Two Patriot missile batteries that once sat in Germany are now in Turkey. Components of a THAAD system that defended South Korea are headed to the Gulf. And NATO’s eastern flank — the stretch of alliance territory most exposed to Russian attack — has less than 5 percent of the air defense capability its own confidential plans say it needs.

The U.S. war against Iran, now entering its fourth week, has triggered one of the largest rapid redeployments of American missile defense assets in years. The military consequences in the Middle East are well documented. The consequences for Europe are only beginning to register.

What Moved, and From Where

According to an AP investigation published on March 20, two Patriot systems were sent from Germany to Turkey after Iranian ballistic missiles were fired over Turkish airspace. One was transferred from Ramstein Air Base to Incirlik Air Base, where U.S. and NATO forces are based. The other was positioned in the southeastern Malatya province, near a NATO radar station. Additional Patriot interceptor stocks were drawn from “various locations around Europe,” three U.S. defense officials told the AP, speaking anonymously to discuss sensitive operations.

Separately, Army Recognition reported in early March that the Pentagon began relocating elements of its Terminal High Altitude Area Defense system from South Korea to the Middle East — a move that stretches the already thin global supply of THAAD batteries across yet another theater.
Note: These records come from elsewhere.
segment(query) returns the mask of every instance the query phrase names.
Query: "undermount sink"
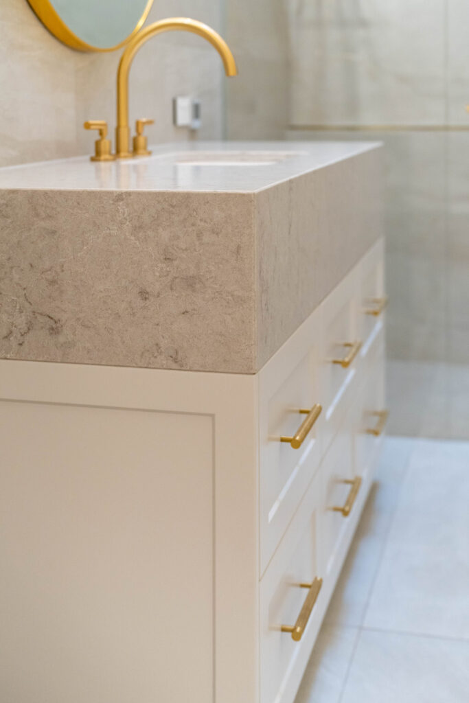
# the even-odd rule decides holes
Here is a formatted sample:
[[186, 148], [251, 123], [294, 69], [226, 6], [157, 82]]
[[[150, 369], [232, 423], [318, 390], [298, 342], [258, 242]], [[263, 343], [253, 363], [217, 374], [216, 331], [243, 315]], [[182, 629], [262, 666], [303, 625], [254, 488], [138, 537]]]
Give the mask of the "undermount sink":
[[271, 166], [300, 151], [197, 151], [174, 155], [174, 162], [182, 166]]

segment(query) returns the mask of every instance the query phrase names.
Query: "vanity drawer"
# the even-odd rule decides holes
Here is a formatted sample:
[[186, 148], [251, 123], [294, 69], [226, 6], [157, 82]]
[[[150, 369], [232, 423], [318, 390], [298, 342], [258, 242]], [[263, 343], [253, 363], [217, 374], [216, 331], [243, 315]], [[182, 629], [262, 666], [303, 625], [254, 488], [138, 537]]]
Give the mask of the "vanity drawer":
[[[326, 610], [317, 549], [320, 496], [316, 476], [260, 583], [261, 703], [293, 701]], [[295, 633], [282, 631], [297, 626]]]
[[354, 471], [354, 406], [350, 408], [323, 460], [321, 468], [321, 556], [324, 575], [328, 580], [336, 562], [340, 559], [341, 546], [345, 539], [361, 489], [361, 477], [356, 476]]
[[323, 453], [338, 430], [356, 384], [361, 342], [357, 332], [356, 275], [356, 269], [351, 271], [321, 307]]
[[259, 374], [261, 574], [319, 465], [319, 329], [309, 320], [297, 343], [284, 345]]
[[374, 337], [384, 326], [387, 299], [385, 293], [384, 240], [381, 239], [364, 257], [358, 268], [356, 298], [359, 336], [363, 341], [364, 358]]
[[376, 340], [367, 360], [366, 382], [355, 414], [355, 471], [368, 480], [385, 429], [387, 412], [385, 407], [385, 347], [383, 335]]

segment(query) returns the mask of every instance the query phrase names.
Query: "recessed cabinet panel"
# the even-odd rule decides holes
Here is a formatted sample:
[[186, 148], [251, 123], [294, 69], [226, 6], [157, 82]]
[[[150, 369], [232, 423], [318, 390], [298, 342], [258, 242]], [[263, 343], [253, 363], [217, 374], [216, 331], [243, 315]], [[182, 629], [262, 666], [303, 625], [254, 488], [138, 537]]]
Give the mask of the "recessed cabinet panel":
[[207, 416], [0, 403], [1, 699], [213, 700]]
[[321, 305], [321, 389], [324, 404], [326, 452], [343, 418], [350, 390], [356, 384], [361, 340], [356, 325], [356, 269]]
[[350, 522], [350, 515], [344, 515], [339, 509], [346, 506], [353, 489], [350, 482], [355, 478], [352, 446], [352, 414], [349, 412], [321, 467], [323, 482], [321, 549], [326, 576], [334, 570]]
[[385, 291], [384, 240], [380, 240], [364, 257], [357, 276], [358, 329], [364, 358], [384, 327], [387, 299]]
[[287, 441], [307, 418], [299, 411], [320, 403], [319, 326], [309, 324], [306, 348], [281, 349], [259, 373], [261, 574], [319, 465], [321, 408], [299, 447]]
[[373, 470], [377, 453], [386, 430], [385, 405], [385, 348], [378, 336], [367, 359], [367, 373], [355, 416], [354, 456], [356, 472], [367, 479]]
[[[310, 595], [300, 585], [321, 577], [317, 553], [320, 494], [317, 477], [261, 581], [261, 703], [293, 701], [323, 615], [322, 589]], [[314, 604], [301, 638], [295, 641], [290, 633], [282, 631], [282, 626], [295, 626], [311, 596]]]

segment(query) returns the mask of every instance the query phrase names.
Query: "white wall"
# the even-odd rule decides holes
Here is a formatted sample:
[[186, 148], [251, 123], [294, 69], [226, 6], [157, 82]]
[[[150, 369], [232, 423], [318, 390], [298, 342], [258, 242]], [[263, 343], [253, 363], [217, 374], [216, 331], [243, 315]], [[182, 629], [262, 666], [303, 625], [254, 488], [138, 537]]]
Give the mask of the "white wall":
[[[155, 0], [147, 22], [187, 15], [219, 30], [218, 0]], [[122, 49], [82, 53], [57, 41], [26, 0], [0, 2], [0, 166], [91, 153], [88, 119], [115, 124], [115, 77]], [[222, 70], [213, 48], [199, 37], [174, 32], [150, 40], [131, 72], [131, 119], [155, 117], [150, 141], [191, 136], [172, 124], [172, 99], [195, 93], [203, 101], [199, 136], [222, 130]]]

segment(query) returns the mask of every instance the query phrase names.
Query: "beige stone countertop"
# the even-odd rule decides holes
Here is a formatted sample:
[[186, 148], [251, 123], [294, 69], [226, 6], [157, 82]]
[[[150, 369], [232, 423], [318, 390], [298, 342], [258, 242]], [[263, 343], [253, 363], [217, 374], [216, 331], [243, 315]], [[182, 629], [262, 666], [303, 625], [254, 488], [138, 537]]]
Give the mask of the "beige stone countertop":
[[257, 373], [382, 236], [378, 146], [1, 169], [0, 359]]
[[[92, 148], [90, 141], [90, 148]], [[0, 190], [257, 193], [380, 146], [373, 142], [184, 142], [150, 157], [87, 157], [0, 168]]]

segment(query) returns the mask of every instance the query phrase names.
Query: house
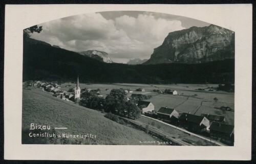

One U.S. official told the AP that Patriot missile stocks are “absolutely” dwindling in Europe and called the situation “pretty concerning.” Another acknowledged the core trade-off: everything that moves out of Europe is a capability that “can’t respond to Russia” if Moscow decides to act.

The Numbers That Matter

The consumption rate tells the story. Ukrainian President Volodymyr Zelenskyy said the U.S. produces roughly 60 to 65 Patriot interceptors per month — between 700 and 800 a year. According to the Foreign Policy Research Institute, Washington and its partners used approximately 943 Patriot missiles in the first 96 hours of the Iran war alone. The U.S. alone fired around 325 in that window.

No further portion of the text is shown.